The Judicial Conduct Investigations Office said it had ordered Susan Preston to stand down from hearing future family cases after she “declined to adjudicate on a case... because of her personal views about same-sex couple parenting”.
It is a strange phenomenon. It would make sense to commend a magistrate for declining to sit on a case if they did not consider that they would able to hear the case fairly because of their personal beliefs, because it would ensure that the decision-maker was truly impartial. Instead, Mrs Preston was penalised.

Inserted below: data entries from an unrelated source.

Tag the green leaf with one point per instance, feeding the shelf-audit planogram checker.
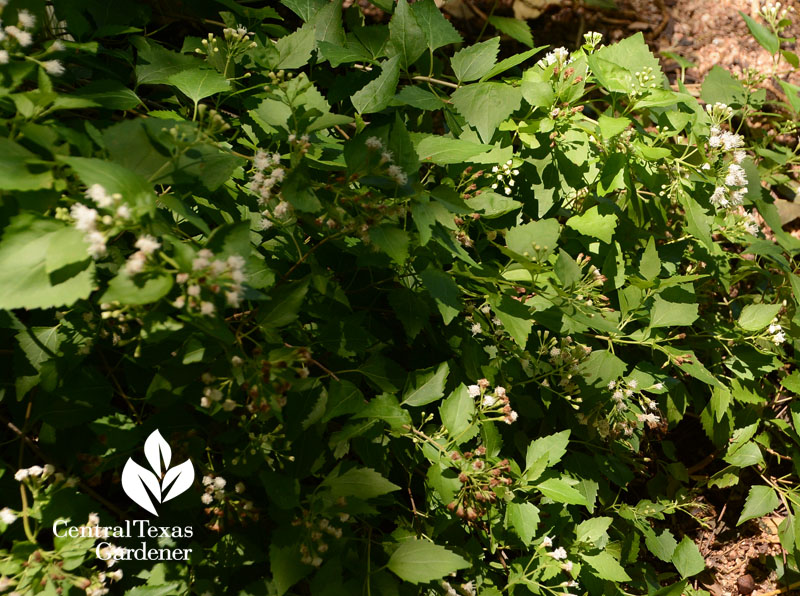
(567, 270)
(437, 30)
(24, 278)
(593, 530)
(524, 519)
(471, 63)
(536, 239)
(515, 317)
(650, 265)
(362, 483)
(720, 86)
(427, 387)
(457, 411)
(377, 94)
(198, 84)
(672, 314)
(343, 398)
(443, 151)
(553, 446)
(687, 558)
(515, 28)
(391, 240)
(155, 65)
(663, 545)
(137, 290)
(444, 291)
(560, 491)
(407, 40)
(328, 23)
(419, 561)
(286, 567)
(606, 567)
(754, 317)
(763, 34)
(486, 105)
(591, 223)
(492, 204)
(284, 305)
(294, 50)
(760, 501)
(385, 407)
(305, 9)
(15, 174)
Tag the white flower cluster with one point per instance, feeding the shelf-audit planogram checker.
(494, 401)
(7, 516)
(559, 56)
(778, 336)
(393, 171)
(559, 554)
(268, 174)
(732, 191)
(34, 472)
(214, 489)
(466, 588)
(774, 12)
(15, 37)
(592, 39)
(217, 276)
(504, 177)
(147, 245)
(213, 395)
(111, 554)
(89, 220)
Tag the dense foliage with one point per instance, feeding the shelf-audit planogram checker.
(424, 319)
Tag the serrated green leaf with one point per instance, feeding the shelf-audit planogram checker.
(377, 94)
(515, 28)
(437, 30)
(687, 558)
(418, 561)
(472, 62)
(457, 411)
(407, 40)
(760, 501)
(523, 518)
(606, 567)
(362, 483)
(755, 317)
(592, 223)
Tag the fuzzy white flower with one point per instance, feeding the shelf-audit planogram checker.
(23, 37)
(736, 176)
(54, 67)
(26, 19)
(7, 516)
(397, 174)
(85, 217)
(147, 244)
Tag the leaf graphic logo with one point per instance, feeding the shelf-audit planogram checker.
(142, 485)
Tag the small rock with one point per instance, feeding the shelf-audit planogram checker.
(746, 585)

Sadly, this case is not an outlier. Back in 2014, we saw Magistrate Richard Page removed from the bench after 15 years of service. His error? Stating his objections to same-sex adoption.

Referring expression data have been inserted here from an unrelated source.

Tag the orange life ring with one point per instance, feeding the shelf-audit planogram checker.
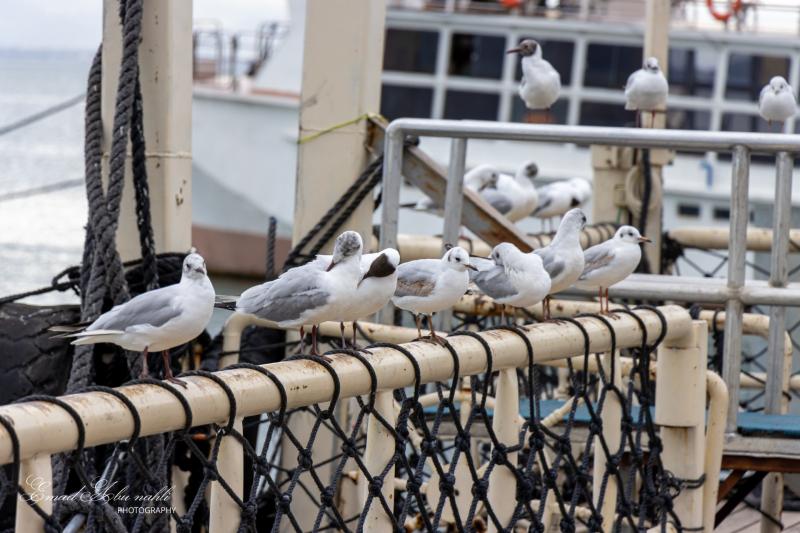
(736, 6)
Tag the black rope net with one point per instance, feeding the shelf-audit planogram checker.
(307, 466)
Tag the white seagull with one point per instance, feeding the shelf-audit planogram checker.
(647, 88)
(375, 288)
(316, 292)
(777, 102)
(612, 261)
(157, 320)
(541, 83)
(514, 196)
(512, 277)
(426, 286)
(563, 258)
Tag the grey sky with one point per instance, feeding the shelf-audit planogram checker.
(76, 24)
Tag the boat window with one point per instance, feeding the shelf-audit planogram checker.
(722, 213)
(609, 65)
(399, 101)
(689, 210)
(691, 71)
(410, 51)
(556, 115)
(471, 105)
(558, 53)
(688, 119)
(602, 114)
(477, 55)
(748, 73)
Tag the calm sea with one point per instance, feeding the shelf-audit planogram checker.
(40, 234)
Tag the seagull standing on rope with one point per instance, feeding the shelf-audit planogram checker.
(541, 83)
(156, 320)
(427, 286)
(647, 88)
(563, 257)
(777, 102)
(512, 277)
(612, 261)
(316, 292)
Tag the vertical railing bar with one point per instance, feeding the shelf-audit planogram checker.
(453, 202)
(732, 349)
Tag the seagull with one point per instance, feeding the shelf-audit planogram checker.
(557, 198)
(647, 88)
(156, 320)
(563, 258)
(426, 286)
(316, 292)
(514, 196)
(612, 261)
(375, 288)
(541, 83)
(512, 277)
(777, 101)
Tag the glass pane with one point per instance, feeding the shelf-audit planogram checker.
(411, 102)
(556, 115)
(610, 65)
(559, 54)
(410, 51)
(597, 114)
(685, 119)
(471, 106)
(691, 71)
(747, 74)
(478, 56)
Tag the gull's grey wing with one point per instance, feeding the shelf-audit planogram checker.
(553, 264)
(494, 283)
(597, 256)
(498, 200)
(285, 298)
(155, 308)
(417, 278)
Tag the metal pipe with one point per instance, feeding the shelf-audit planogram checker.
(107, 420)
(732, 358)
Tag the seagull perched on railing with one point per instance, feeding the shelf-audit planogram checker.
(156, 320)
(777, 102)
(511, 277)
(319, 291)
(541, 83)
(612, 261)
(563, 257)
(427, 286)
(647, 88)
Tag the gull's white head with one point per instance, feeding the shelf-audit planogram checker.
(778, 84)
(194, 266)
(527, 48)
(457, 258)
(651, 64)
(348, 245)
(630, 235)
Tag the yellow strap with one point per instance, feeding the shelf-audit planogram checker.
(341, 125)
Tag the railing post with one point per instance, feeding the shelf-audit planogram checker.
(505, 423)
(224, 512)
(36, 479)
(680, 412)
(379, 451)
(611, 417)
(740, 213)
(772, 488)
(453, 200)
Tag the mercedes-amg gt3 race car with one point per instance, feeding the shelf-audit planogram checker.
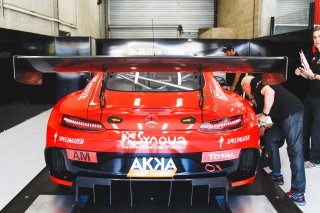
(151, 119)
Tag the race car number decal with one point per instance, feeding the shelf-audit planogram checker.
(137, 140)
(64, 139)
(220, 156)
(82, 156)
(152, 167)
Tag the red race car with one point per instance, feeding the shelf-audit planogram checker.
(152, 119)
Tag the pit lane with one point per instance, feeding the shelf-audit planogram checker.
(41, 195)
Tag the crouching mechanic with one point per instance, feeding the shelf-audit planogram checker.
(286, 112)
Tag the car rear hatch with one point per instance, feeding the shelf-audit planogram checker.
(152, 111)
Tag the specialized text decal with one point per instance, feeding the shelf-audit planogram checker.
(86, 91)
(137, 140)
(238, 139)
(220, 156)
(152, 167)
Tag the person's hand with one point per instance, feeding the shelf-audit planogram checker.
(308, 73)
(262, 118)
(298, 71)
(262, 129)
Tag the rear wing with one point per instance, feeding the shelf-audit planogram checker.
(29, 69)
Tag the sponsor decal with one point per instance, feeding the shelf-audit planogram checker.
(152, 167)
(221, 141)
(137, 140)
(151, 121)
(212, 168)
(238, 139)
(219, 92)
(83, 156)
(86, 91)
(220, 156)
(55, 137)
(67, 139)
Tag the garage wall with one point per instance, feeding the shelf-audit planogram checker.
(47, 17)
(159, 18)
(245, 17)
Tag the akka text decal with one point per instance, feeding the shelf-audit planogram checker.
(152, 167)
(137, 140)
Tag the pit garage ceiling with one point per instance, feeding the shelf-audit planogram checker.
(159, 18)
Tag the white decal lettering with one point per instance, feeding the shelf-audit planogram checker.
(238, 139)
(137, 140)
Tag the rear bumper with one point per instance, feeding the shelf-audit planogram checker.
(115, 166)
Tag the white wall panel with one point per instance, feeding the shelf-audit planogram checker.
(158, 18)
(293, 12)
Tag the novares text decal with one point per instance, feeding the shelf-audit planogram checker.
(137, 140)
(86, 91)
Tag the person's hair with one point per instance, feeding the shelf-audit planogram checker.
(247, 79)
(315, 29)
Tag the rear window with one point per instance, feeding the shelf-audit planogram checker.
(152, 81)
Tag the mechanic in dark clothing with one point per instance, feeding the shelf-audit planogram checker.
(312, 106)
(286, 112)
(233, 79)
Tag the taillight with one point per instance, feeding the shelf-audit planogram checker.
(222, 124)
(81, 124)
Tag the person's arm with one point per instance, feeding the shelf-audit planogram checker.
(300, 71)
(307, 73)
(235, 81)
(268, 96)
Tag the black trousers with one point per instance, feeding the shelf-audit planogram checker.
(292, 130)
(312, 129)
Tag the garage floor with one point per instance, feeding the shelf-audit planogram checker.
(25, 185)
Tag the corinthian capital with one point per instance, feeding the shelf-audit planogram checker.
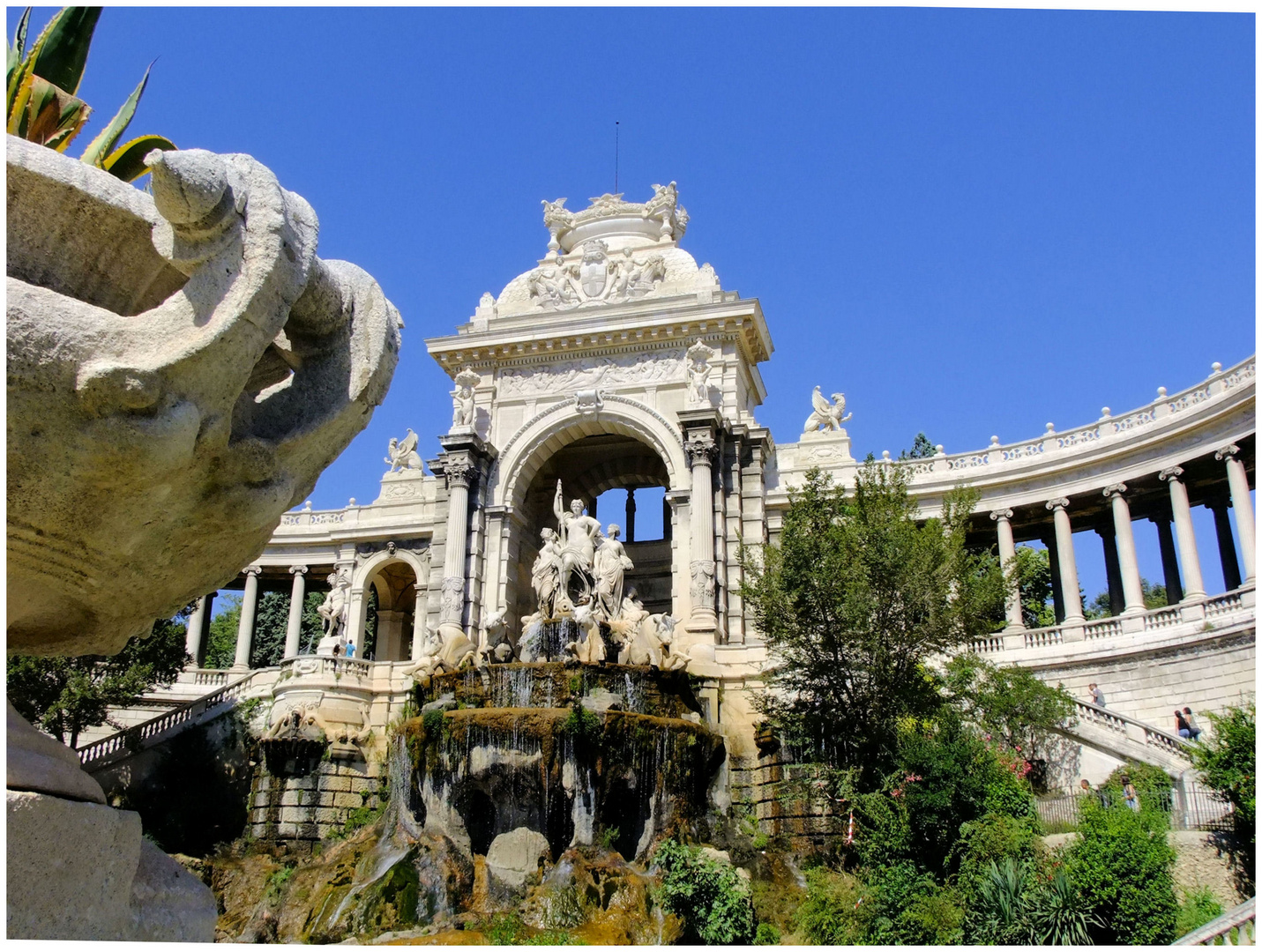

A spokesman for the JCIO said: "The Lord Chancellor and Lord Chief Justice found that Mr Page's comments on national television would have caused a reasonable person to conclude he was biased and prejudiced against single sex adopters; they considered this to be serious misconduct which brought the magistracy into disrepute.

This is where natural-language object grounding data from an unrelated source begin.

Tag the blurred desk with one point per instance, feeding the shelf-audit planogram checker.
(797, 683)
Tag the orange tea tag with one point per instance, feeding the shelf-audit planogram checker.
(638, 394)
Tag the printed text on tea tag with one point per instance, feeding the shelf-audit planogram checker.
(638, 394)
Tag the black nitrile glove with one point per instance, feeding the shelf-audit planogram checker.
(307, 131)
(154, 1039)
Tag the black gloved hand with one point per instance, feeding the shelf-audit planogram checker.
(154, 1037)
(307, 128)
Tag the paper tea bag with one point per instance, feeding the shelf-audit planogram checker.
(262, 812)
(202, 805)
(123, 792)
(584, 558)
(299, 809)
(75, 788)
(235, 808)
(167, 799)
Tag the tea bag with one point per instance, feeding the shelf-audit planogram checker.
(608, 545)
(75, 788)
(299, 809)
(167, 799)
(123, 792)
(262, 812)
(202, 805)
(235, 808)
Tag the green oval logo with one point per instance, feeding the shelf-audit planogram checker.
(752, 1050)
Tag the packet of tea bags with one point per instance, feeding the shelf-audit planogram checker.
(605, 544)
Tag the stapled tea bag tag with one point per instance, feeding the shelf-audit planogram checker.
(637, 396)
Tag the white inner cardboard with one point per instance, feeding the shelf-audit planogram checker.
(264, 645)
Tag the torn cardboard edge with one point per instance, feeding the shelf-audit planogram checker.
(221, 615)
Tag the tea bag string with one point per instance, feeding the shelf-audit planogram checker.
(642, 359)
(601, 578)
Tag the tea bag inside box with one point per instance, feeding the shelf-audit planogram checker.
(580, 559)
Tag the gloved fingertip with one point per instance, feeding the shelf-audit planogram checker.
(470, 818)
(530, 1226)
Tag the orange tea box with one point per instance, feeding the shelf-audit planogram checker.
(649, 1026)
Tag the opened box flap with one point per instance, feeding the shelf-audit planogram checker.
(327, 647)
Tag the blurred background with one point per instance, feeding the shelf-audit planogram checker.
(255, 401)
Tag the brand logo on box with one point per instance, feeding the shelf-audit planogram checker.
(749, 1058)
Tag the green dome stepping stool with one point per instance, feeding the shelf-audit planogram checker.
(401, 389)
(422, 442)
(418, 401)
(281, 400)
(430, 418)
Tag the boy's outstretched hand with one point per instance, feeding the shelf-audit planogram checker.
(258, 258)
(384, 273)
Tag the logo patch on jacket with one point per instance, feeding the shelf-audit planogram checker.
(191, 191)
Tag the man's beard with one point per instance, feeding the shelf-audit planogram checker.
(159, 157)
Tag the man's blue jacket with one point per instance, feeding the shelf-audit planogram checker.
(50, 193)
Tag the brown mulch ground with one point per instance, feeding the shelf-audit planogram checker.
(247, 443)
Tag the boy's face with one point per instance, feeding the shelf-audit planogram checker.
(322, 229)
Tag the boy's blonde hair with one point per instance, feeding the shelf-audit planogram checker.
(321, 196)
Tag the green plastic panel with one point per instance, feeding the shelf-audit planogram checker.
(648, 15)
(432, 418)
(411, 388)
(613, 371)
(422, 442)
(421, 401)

"They have therefore removed Mr Page from the magistracy.
"In 2014 the Lord Chancellor and Lord Chief Justice issued Mr Page with a reprimand after finding that during a Family Court hearing he had allowed himself to be influenced by his religious beliefs and not by the evidence."
The atrocity does not stop there. UK authorities are not only shamelessly firing their employees for their religious standing, but they are now discussing banning religion or religious people from office. Andrea Williams, chief executive of the Christian Legal Centre, is aiding the movement to sue for religious discrimination against Mrs. Preston. She suggests there is a “clear pattern emerging” of “a Christian bar to public office,” adding:
If you hold the belief that marriage is between a man and woman and that children need a mother and father you are punished. This kind of exclusion is dangerous for society and must be stopped.”
It is cases like these that disprove the claim that same-sex marriage only affects same-sex couples. These cases may seem far removed from our day-to-day life, but it is only a matter of time before we are the ones getting fired for our personal beliefs. If fundamental rights are already compromised in the name of “acceptance,” how much more will we lose if the definition of marriage is changed?